The world presented by Lemire is dark and brutal, like many post-apocalyptic stories. While there are the odd little sparks of light, this doesn’t do much to balance the overall gloomy feel of the whole thing. There isn’t much hope here, or if there is, you can’t help but wonder if what is to come will really be much better. Normally too much doom-and-gloom turns me off of things, but there is something so endearing about this small, innocent boy that makes me care for him and want to know more. There is something special about him, and I am sincerely hoping that all the questions that have so far bubbled up in the series get answered at some point later on. Will there be a pay-off in the end? Honestly, what I’ve read so far has been interesting enough to make me want to continue in order to find out.
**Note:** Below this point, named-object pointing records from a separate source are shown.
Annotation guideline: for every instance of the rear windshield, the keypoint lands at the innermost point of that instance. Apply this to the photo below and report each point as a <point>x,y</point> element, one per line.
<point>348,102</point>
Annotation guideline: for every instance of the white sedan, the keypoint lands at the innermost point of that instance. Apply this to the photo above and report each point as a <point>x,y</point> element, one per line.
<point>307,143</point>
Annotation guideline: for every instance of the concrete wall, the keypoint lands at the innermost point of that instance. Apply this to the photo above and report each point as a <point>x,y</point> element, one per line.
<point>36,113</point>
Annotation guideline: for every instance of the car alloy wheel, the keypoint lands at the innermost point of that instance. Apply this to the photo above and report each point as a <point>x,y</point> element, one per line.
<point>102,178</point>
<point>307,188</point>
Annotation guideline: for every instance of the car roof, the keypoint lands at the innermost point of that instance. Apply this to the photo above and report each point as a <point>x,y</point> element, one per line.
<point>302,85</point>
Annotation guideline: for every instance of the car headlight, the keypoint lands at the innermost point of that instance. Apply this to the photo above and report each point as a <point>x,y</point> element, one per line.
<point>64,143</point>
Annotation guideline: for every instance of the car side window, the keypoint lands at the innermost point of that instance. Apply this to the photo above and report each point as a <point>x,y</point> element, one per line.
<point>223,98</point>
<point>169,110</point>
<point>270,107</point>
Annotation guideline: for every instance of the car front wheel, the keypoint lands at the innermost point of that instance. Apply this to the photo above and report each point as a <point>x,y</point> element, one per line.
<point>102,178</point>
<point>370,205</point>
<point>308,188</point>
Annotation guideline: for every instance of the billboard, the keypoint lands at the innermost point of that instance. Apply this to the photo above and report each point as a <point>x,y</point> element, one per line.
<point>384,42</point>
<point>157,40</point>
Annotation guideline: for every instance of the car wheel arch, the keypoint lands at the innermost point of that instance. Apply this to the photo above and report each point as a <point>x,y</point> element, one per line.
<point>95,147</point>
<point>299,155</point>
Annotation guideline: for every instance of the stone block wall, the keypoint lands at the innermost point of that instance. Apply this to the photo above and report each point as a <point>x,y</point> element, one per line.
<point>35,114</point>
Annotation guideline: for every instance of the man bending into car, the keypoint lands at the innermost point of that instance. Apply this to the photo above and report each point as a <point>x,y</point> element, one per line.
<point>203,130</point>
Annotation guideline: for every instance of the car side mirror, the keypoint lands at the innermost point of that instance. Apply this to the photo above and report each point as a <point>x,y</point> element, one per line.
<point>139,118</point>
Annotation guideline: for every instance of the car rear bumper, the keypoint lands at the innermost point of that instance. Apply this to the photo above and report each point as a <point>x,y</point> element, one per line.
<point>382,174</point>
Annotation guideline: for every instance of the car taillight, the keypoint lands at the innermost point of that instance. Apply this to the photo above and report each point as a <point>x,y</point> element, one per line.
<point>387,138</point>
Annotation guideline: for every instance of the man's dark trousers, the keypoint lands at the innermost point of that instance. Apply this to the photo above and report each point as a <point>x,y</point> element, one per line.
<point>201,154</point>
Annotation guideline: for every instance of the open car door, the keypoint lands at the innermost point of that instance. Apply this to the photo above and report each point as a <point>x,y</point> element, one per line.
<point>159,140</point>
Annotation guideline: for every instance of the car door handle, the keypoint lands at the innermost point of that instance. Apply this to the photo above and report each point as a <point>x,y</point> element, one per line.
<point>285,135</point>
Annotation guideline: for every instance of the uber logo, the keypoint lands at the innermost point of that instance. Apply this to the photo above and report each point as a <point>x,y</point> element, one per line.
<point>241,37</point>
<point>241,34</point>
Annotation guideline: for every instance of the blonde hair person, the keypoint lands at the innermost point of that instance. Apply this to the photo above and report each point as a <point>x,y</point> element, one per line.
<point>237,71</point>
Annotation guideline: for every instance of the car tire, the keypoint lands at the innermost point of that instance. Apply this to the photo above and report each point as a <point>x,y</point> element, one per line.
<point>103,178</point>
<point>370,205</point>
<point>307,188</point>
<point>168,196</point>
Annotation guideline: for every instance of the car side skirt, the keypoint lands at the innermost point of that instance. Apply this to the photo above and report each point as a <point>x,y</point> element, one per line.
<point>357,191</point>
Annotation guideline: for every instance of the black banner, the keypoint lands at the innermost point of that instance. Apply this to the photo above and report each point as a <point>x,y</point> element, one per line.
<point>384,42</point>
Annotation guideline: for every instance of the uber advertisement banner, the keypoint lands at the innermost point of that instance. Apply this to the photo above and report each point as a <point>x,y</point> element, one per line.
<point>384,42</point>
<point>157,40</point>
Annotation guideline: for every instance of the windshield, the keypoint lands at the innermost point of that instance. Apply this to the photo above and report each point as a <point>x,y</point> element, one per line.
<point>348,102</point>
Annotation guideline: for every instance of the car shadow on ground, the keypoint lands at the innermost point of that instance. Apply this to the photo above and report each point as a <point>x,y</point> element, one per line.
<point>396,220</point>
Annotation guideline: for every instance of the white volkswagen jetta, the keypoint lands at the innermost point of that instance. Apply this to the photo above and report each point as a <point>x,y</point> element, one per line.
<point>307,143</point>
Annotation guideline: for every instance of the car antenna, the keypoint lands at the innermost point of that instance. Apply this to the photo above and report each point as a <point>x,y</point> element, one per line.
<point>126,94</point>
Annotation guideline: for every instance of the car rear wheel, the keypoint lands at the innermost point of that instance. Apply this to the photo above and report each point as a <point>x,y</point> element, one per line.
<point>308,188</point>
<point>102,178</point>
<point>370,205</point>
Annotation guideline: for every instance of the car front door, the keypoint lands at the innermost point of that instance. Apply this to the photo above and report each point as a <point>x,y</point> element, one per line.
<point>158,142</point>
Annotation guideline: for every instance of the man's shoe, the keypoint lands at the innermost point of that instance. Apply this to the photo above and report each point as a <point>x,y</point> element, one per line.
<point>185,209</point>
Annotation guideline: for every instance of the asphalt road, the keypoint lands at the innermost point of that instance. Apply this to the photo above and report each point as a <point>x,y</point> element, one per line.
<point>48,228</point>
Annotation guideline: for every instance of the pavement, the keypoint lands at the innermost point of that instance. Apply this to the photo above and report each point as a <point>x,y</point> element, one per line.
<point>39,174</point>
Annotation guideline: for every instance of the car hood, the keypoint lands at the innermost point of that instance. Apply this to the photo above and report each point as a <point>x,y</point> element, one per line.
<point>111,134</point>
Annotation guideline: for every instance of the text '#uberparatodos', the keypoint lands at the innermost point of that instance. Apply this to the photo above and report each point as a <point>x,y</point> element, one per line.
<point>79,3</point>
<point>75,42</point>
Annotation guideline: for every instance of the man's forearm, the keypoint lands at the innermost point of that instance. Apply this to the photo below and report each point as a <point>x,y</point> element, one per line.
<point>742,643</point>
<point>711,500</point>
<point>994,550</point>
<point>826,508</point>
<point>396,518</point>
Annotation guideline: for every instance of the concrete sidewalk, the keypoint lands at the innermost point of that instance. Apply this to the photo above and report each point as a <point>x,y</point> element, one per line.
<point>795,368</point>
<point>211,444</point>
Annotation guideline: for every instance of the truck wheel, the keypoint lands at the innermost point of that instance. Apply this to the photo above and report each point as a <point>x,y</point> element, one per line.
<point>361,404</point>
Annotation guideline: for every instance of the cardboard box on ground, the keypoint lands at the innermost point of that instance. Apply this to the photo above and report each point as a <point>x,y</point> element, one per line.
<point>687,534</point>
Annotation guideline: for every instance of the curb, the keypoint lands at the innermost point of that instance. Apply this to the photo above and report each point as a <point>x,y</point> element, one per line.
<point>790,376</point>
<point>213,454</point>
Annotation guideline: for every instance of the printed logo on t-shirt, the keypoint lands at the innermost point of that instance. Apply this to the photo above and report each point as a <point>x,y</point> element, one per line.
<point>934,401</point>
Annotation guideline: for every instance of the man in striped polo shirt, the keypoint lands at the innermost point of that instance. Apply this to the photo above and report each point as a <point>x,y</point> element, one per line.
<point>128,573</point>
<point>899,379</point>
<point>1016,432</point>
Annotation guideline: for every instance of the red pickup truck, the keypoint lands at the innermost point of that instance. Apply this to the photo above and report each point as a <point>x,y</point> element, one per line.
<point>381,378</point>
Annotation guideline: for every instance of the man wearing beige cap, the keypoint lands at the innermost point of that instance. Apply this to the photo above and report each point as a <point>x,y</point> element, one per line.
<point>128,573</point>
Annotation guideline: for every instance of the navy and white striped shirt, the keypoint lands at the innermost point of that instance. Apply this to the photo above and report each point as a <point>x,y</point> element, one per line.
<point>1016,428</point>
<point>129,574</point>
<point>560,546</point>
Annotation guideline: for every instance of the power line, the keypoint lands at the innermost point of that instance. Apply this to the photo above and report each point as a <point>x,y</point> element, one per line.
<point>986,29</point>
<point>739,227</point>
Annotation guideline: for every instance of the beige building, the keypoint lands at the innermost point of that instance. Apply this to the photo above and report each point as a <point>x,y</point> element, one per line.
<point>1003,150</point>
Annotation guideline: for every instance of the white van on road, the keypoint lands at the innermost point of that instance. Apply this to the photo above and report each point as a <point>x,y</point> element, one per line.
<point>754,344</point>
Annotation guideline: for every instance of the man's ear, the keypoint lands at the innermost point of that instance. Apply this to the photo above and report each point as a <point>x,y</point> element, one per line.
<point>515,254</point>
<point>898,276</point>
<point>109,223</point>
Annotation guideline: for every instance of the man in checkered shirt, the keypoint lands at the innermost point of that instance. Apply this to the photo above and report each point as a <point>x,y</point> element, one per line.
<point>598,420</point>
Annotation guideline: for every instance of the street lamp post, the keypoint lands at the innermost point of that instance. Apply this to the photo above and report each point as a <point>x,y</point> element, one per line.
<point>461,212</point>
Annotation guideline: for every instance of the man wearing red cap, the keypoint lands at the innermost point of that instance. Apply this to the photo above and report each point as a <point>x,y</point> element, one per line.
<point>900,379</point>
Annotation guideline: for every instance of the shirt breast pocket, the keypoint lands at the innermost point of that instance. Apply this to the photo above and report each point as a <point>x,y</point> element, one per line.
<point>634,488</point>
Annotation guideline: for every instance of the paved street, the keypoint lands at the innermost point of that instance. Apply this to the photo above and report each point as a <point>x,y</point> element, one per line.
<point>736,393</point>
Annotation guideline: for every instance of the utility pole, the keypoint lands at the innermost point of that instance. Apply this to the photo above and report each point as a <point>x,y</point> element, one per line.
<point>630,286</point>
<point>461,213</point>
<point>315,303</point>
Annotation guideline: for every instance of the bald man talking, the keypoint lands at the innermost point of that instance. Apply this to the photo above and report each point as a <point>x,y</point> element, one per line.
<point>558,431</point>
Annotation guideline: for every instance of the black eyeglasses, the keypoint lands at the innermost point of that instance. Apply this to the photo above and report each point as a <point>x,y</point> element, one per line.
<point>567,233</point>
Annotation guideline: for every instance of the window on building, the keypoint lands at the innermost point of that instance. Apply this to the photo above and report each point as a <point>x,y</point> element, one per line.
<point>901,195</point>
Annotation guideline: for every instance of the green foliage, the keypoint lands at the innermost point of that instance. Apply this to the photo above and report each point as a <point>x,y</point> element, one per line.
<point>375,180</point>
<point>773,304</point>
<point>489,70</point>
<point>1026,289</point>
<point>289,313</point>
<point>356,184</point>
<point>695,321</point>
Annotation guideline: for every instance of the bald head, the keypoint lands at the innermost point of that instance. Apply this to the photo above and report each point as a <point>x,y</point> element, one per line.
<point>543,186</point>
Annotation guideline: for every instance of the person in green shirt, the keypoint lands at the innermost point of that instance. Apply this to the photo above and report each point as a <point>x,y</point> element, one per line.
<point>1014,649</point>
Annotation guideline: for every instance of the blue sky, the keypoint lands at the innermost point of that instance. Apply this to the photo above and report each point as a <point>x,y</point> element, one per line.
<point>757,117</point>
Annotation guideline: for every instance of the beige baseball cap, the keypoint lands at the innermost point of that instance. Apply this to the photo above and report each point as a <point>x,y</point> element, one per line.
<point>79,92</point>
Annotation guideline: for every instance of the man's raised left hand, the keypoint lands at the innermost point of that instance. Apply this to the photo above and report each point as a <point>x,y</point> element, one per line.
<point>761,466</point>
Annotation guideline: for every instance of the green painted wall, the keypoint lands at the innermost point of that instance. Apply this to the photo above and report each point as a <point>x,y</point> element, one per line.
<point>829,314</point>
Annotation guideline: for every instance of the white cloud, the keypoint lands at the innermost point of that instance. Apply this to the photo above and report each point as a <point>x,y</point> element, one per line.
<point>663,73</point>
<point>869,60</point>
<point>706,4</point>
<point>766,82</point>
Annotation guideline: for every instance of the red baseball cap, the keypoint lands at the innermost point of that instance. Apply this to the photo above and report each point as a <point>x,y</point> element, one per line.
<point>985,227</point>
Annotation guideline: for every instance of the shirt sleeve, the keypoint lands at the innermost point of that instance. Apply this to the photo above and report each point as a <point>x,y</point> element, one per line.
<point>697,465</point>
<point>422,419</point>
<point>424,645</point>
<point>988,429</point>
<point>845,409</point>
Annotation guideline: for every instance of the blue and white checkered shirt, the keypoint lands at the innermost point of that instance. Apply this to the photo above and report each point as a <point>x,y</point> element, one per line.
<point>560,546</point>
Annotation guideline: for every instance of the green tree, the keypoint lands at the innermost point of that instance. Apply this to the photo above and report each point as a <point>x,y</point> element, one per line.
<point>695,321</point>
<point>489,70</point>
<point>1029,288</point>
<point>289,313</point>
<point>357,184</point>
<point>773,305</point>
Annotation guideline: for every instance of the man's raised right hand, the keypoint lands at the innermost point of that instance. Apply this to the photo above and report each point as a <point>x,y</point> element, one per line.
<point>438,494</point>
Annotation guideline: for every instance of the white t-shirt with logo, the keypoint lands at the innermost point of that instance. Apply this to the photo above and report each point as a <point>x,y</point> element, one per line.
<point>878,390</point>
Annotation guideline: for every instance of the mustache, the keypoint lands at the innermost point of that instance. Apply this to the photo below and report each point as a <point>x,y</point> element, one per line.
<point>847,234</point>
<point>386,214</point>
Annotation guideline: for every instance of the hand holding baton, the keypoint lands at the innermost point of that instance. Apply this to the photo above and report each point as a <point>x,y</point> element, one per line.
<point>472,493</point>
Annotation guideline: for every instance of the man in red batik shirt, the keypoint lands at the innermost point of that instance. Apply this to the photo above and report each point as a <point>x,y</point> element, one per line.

I’m not entirely sure if I am a fan of Lemire’s overall art style yet, however. Some images I adore, but others I do not. It’s a mixed bag, but also not enough to entirely turn me off from the series. The mood of the images does definitely reflect the overall tone of the story, though, so that really works in favor of creating a tense and serious mood to the whole thing.
In any case, I do think I’ll continue with this story to dig a little deeper into the mystery of the animal children and the case of Gus in particular. If nothing else, it was a very fast read, and not likely to make me think I wasted my time. It’s definitely a different spin on the ever-used post-apocalyptic theme, right now, and it’s enough to keep me interested!